Ridges dejó su cigarro y se limpió cuidadosamente los labios con su pañuelo.

—¿Y bien? —preguntó con su anterior entonación sarcástica de nuevo en evidencia.

—El viejo Jenkins cree que puede hacerse —repitió el joven Gilson—. Cree que los animales, que los hombres pudieran ser invisibles. Menos mal que se ha enfadado con esa gente de las medusas, por teléfono. Eso nos da una oportunidad.

Gilson hizo una pausa y nos contempló con una amplia sonrisa, Hathaway frunció el entrecejo. Ridges tamborileó en la mesa.

—¿Y bien? —inquirió de nuevo este último, con sus pequeños ojos negros fijos en el joven situado a mi lado.

—Cree que hasta lo puede hacer él mismo —repitió Gilson. Luego alzó los brazos—. Bueno, ¿por qué no?

Nos quedamos mirándolo, y él se echó a reír.

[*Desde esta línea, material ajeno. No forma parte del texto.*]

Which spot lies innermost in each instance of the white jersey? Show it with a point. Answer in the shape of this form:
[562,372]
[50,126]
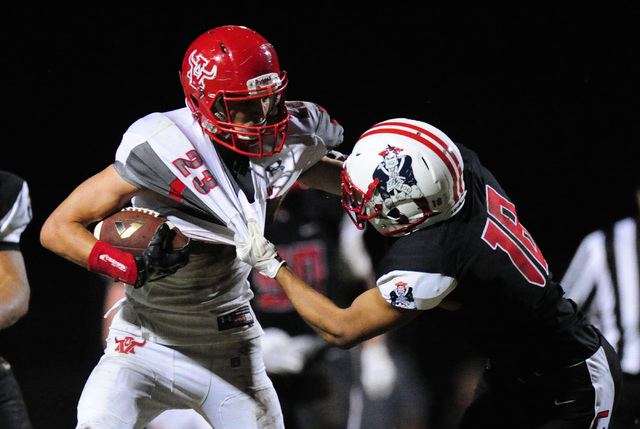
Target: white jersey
[15,210]
[169,154]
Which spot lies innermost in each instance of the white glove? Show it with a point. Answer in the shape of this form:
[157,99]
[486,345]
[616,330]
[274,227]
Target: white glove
[378,372]
[260,253]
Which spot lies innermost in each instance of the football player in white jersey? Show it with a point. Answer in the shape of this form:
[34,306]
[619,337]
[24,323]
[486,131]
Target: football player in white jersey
[184,336]
[15,292]
[455,241]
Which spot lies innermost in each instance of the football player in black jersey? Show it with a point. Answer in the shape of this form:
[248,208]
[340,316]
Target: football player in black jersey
[455,241]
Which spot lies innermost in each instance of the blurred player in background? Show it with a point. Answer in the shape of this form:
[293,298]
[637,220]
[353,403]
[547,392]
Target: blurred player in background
[458,244]
[185,336]
[15,215]
[604,279]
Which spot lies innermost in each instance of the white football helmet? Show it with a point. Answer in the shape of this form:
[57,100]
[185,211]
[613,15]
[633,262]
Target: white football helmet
[403,175]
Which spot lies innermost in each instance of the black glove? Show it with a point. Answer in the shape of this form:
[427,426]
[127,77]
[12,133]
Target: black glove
[158,260]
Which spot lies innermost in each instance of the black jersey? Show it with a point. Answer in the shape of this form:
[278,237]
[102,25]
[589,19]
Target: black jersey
[511,307]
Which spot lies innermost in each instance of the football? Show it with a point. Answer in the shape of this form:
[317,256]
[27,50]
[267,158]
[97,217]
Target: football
[132,228]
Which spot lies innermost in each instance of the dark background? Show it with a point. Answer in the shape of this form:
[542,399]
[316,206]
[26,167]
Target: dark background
[548,97]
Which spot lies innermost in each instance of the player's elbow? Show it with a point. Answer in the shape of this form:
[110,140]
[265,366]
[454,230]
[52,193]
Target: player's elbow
[343,338]
[47,234]
[50,233]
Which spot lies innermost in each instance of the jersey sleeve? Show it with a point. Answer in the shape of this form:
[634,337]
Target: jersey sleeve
[414,289]
[17,215]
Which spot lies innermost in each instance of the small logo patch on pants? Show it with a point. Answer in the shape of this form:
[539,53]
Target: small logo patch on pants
[240,317]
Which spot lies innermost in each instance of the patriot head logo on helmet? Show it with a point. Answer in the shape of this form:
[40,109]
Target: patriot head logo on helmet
[403,175]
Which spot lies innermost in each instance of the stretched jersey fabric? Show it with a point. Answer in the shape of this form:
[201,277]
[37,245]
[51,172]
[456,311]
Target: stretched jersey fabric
[603,278]
[15,210]
[169,154]
[485,260]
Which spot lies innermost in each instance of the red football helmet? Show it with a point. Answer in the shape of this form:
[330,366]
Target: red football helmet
[235,89]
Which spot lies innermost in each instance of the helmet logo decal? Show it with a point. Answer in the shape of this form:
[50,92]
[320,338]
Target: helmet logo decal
[200,69]
[397,184]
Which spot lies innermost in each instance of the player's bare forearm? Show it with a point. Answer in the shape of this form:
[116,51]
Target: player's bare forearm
[324,175]
[65,230]
[368,316]
[14,288]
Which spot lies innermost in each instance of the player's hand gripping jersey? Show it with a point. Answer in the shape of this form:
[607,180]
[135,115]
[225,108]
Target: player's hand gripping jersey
[169,154]
[484,261]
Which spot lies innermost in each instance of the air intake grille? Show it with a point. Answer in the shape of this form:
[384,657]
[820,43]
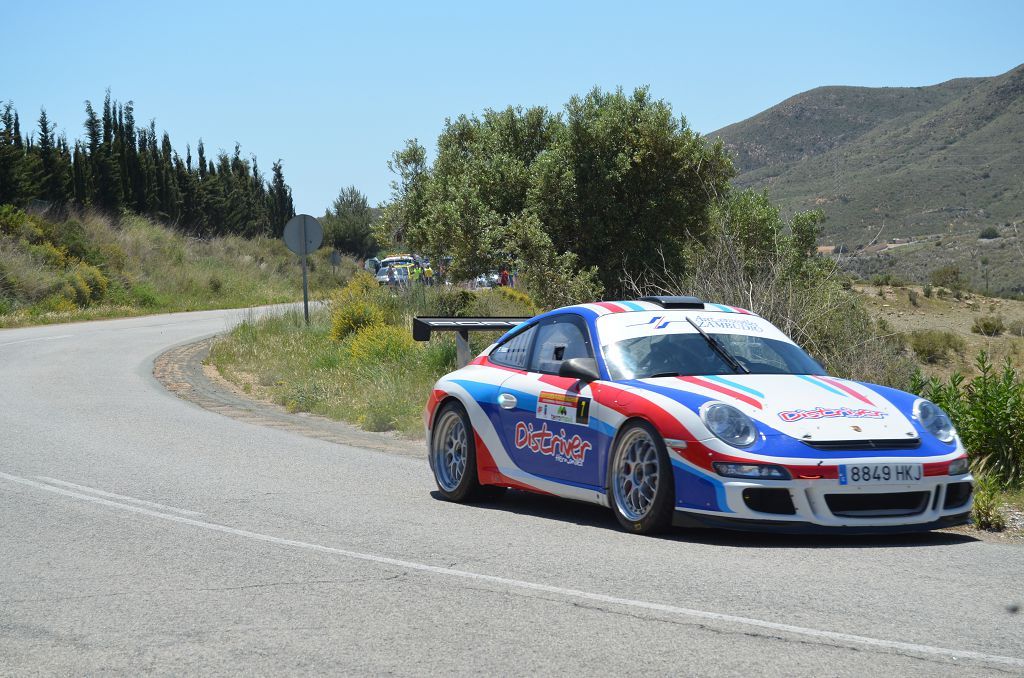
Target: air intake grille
[898,443]
[878,505]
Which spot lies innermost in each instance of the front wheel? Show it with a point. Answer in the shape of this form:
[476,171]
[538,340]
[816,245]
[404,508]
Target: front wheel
[640,480]
[453,457]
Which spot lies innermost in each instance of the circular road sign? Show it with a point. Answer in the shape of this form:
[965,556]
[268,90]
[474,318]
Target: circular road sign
[303,234]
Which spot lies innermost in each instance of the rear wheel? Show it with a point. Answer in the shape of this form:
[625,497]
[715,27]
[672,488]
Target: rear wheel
[453,457]
[640,480]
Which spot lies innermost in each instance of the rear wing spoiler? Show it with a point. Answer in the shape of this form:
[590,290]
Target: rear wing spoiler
[423,327]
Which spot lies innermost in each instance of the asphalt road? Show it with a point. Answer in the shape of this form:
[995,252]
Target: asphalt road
[142,534]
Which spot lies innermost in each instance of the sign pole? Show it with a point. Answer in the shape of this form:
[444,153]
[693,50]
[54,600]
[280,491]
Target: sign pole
[303,235]
[305,277]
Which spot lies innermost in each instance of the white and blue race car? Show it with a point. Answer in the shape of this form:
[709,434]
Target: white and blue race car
[672,411]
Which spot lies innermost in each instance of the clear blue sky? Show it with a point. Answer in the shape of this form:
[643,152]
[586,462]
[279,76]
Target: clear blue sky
[333,89]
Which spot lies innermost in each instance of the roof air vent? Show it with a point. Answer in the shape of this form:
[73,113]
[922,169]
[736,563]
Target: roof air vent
[675,302]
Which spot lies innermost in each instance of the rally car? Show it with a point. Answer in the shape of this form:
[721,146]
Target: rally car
[672,411]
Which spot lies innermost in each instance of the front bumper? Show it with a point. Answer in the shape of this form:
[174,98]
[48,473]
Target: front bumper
[687,519]
[824,506]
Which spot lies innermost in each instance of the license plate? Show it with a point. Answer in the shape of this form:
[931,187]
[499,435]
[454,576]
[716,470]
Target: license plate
[855,474]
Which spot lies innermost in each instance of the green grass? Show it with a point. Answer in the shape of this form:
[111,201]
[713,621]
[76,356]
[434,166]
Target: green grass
[374,376]
[90,266]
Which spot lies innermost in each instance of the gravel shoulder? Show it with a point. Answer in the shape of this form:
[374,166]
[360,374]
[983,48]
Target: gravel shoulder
[181,371]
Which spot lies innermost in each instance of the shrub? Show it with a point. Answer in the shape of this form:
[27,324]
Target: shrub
[356,305]
[880,280]
[987,413]
[94,279]
[145,295]
[498,302]
[948,277]
[48,254]
[380,344]
[113,256]
[348,315]
[55,303]
[989,326]
[986,513]
[448,301]
[933,346]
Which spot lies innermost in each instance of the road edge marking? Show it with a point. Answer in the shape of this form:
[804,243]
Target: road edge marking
[125,498]
[842,638]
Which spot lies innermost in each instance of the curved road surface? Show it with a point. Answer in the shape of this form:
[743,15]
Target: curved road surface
[142,534]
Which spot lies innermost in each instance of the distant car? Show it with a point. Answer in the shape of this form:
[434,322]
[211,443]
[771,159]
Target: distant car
[487,280]
[670,410]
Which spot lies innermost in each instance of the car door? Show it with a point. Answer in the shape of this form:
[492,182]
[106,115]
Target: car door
[546,418]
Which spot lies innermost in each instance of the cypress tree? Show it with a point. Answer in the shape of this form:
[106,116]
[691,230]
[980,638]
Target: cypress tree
[51,182]
[280,200]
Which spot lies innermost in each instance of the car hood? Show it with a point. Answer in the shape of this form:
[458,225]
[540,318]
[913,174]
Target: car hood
[807,408]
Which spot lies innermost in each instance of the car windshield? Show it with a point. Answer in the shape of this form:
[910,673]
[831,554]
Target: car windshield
[669,345]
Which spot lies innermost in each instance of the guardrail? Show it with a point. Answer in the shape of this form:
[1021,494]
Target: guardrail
[424,327]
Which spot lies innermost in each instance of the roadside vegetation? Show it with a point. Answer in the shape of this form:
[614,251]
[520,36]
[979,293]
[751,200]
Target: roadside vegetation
[91,266]
[987,412]
[356,362]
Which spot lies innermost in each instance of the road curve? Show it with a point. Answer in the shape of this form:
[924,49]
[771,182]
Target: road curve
[143,534]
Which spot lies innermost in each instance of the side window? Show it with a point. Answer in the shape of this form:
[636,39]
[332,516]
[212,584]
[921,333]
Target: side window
[558,339]
[514,351]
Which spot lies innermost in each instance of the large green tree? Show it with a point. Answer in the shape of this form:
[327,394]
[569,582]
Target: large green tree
[601,186]
[347,224]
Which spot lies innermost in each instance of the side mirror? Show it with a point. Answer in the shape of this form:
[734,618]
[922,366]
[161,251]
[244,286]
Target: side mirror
[584,369]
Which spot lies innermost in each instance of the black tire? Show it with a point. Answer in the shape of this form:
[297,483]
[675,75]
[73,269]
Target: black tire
[451,437]
[640,483]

—¡Oíd! —gritó—. El primer puñetazo que dio en la mesa me dejó medio sordo. Y aquí está nuestra oportunidad. Cuando vuelva Jenkins no lo veremos. ¿Comprendéis? Puede que hable, y pondremos cara de sorpresa. Pero no podremos verlo. De repente, se habrá vuelto invisible, ¿comprendéis? Le gastaremos esa broma y pronto se cansará de la idea... y le habremos devuelto el susto. Su...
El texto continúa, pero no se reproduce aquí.